Schwere Limousinen fahren, von der Polizei eskortiert, im Schritttempo durch die Baken-Straße. Prominenz, die das Berend Lehmann Museum für jüdische Geschichte und Kultur mit einem Festakt eröffnet hat, verlässt die Halberstädter Altstadt.

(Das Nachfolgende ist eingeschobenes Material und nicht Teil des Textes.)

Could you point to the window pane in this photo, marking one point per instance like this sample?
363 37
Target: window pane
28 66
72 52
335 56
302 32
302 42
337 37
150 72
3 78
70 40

Schwere Limousinen fahren, von der Polizei eskortiert, im Schritttempo durch die Baken-Straße. Prominenz, die das Berend Lehmann Museum für jüdische Geschichte und Kultur mit einem Festakt eröffnet hat, verlässt die Halberstädter Altstadt. Essens- und Getränkestände, Büchertische, ein Flohmarkt: Das bürgerliche Publikum nimmt sein neues Museum mit einem "Fest der Toleranz" in Besitz. Dabei lässt es sich auch nicht von der fahrenden Lautsprecherbox stören, auf deren Rückscheibe in gotischen Lettern prangt: "Opel-Freunde Halberstadt". Mit wummernden Bässen kreuzt der Wagen zwischen Rosenwinkel und Baken-Straße über einen Platz, der von restaurierten Fachwerkhäusern und Baudenkmälern umstanden ist. Hier hatte die jüdische Gemeinde bis 1938 ihren Mittelpunkt, zwischen der Klaussynagoge samt Rabbiner-Seminar, dem Kantorhaus, der Schule und der von Wohnhäusern umschlossenen Gemeindesynagoge; nach dem November-Pogrom blieb von ihr nur eine Ruine. Man passiert sie auf dem Weg zu einer Häuserzeile, in der Teile der alten Gemeindemikwe, des Bades für rituelle Waschungen, erhalten sind.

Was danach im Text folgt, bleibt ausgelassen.